Il pranzo è l'occasione per consentire ai detenuti «ultimi» tra gli ultimi di trascorrere qualche ora di svago. Di socializzare. Quasi tutti hanno commesso reati minori e sono detenuti modello. Non ci sono persone accusate di reati di mafia o di crimini violenti. Della compagnia fa parte, ad esempio, Matteo (il nome è di fantasia), che in carcere ci è finito sette anni fa dopo essere diventato una sorta di Lupin napoletano. Rapinava banche, ne ha svaligiate a decine, e lo ha fatto disarmato. Entrava nell'ufficio del direttore vestito con un uomo d'affari con una valigetta. «Nella ventiquattrore ho una pistola, fuori i soldi». Era convincente al punto che nessuno ha mai pensato che la borsa fosse vuota. «Poi sperai che mi catturassero - racconta a chi lo conosce.- Ero sul corso Secondigliano a Napoli e mi augurai di essere arrestato, che qualcuno mi fermasse». Nel 2012 lo hanno preso.
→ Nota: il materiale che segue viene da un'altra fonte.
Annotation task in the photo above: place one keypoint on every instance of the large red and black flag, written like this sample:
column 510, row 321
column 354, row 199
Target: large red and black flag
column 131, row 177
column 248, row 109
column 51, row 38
È in carcere da sei anni e dovrà scontarne altri quattro. Al pranzo sorride agli altri. Sembra sereno. Ma su molti volti c'è smarrimento. D'altronde molti detenuti soffrono para-patologie dovute alla mancanza di spazio. Danni alla vista o perdita di equilibrio. «Un detenuto mi raccontò di aver rinunciato a un permesso premio tanto erano forti i capogiri che lo colsero dopo aver messo piede fuori dal carcere», racconta Puglia.
In carcere sono diversi i percorsi di recupero e di avviamento al lavoro. Proprio a Santa Maria era detenuta fino a qualche tempo fa la sorella di Gemma Donnarumma, temibile moglie del capoclan Valentino Gionta di Torre Annunziata. «Si appassionò al cucito, diventò una sarta provetta», spiegano dal penitenziario. Oltre ai volontari, con lo storico portavoce Antonio Mattone della comunità Sant'Egidio, al pranzo hanno preso parte il garante per i detenuti, Samuele Ciambriello, il parlamentare Gianfranco Di Sarno, della commissione giustizia. A fare gli onori di casa, il direttore Elisabetta Palmieri. Accanto ai progetti di recupero e inserimento dei detenuti, tiene banco il problema idrico che affligge la struttura. Questione che andrà affrontata con il Comune prima dell'arrivo dell'estate e del ripresentarsi degli ennesimi disagi che colpiscono tanto i detenuti quanto il personale dell'Uccella.